Converting a YAML doc

I am trying to materialize all paths that occur in an arbitrarily-deep document, with no known keys.

Here’s an example on play.crystal-lang.org
https://play.crystal-lang.org/#/r/a7ey

---
Sports:
- Footall:
   - Trophy:
     - Vince Lombardi
   - Teams:
     - Packers:
       - QB:
         - Aaron Rogers
     - Vikings:
       - QB:
         - Kirk Cousins
         - Sean Mannion
- Hockey:
   - Teams:
     - Bruins
     - Canadiens
   - Trophy:
     - Stanley Cup

Desired output:

[["Sports", "Footall", "Trophy", "Vince Lombardi"],
 ["Sports", "Footall", "Teams", "Packers", "QB", "Aaron Rogers"],
 ["Sports", "Footall", "Teams", "Vikings", "QB", "Kirk Cousins"],
 ["Sports", "Footall", "Teams", "Vikings", "QB", "Sean Mannion"],
 ["Sports", "Hockey", "Teams", "Bruins"],
 ["Sports", "Hockey", "Teams", "Canadiens"],
 ["Sports", "Hockey", "Trophy", "Stanley Cup"]]

Here’s what I came up with:

def recurse_yaml(input : YAML::Any, path = [] of String, result = [] of Array(String)) : Array(Array(String))
  if (hash_input = input.as_h?)
    hash_input.each do |key, val|
      recurse_yaml(val, path + [key.as_s], result)
    end
  elsif (array_input = input.as_a?)
    array_input.each do |el|
      recurse_yaml(el, path, result)
    end 
  elsif (string_input = input.as_s?)
    result << (path + [string_input])
  end
 
  result
end

I hate that there’s so much logic, and looping in some of the if conditions. This just doesn’t seem right. Is there a better way to accomplish this?

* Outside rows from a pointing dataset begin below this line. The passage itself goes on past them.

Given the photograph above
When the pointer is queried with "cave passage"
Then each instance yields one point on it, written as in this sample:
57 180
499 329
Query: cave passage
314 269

Thank you, and I absolutely love the language, thank you all for an absolutely amazing bit of tech!

Define a struct to match your requirement. and then convert yaml to struct using Sports.from_yaml(yamldata). Refer: https://crystal-lang.org/api/0.35.1/YAML/Serializable.html

I don’t think there’s any way to simplify the implementation significantly. Traversing a YAML doc tree is not a generic algorithm as it very much depends on specifics. For example, you’re just skipping over sequences, others might want to incorporate element indices.

@aravindavk
Defining a custom data type would not be particularly helpful to reduce the code for iterating the data.
Furthermore, based on the problem description structure of the data is unknown (“arbitrarily-deep document”).

1 Like

I see two possible variations, similar to yours:

def recurse_yaml(input : YAML::Any, path = [] of String, result = [] of Array(String)) : Array(Array(String))
  case raw = input.raw
  when Hash
    raw.each do |key, val|
      recurse_yaml(val, path + [key.as_s], result)
    end
  when Array
    raw.each do |el|
      recurse_yaml(el, path, result)
    end
  when String
    result << (path + [raw])
  end

  result
end

p recurse_yaml any
struct S
  getter result = Array(Array(String)).new

  def initialize(any)
    parse any.raw
  end

  private def parse(h : Hash, path = Array(String).new)
    h.each { |k, v| parse v.raw, path + [k.as_s] }
  end

  private def parse(a : Array, path = Array(String).new)
    a.each { |e| parse e.raw, path }
  end

  private def parse(s : String, path = Array(String).new)
    @result << path + [s]
  end

  private def parse(*x)
  end
end

p S.new(any).result

It is essentially overload vs case/when dispatch.
I think I prefer the struct solution, because it is obvious that only the parse(String) overload mutates the result, and each method is very simple.

1 Like

I love the struct solution it is much more readable. Thank you!

1 Like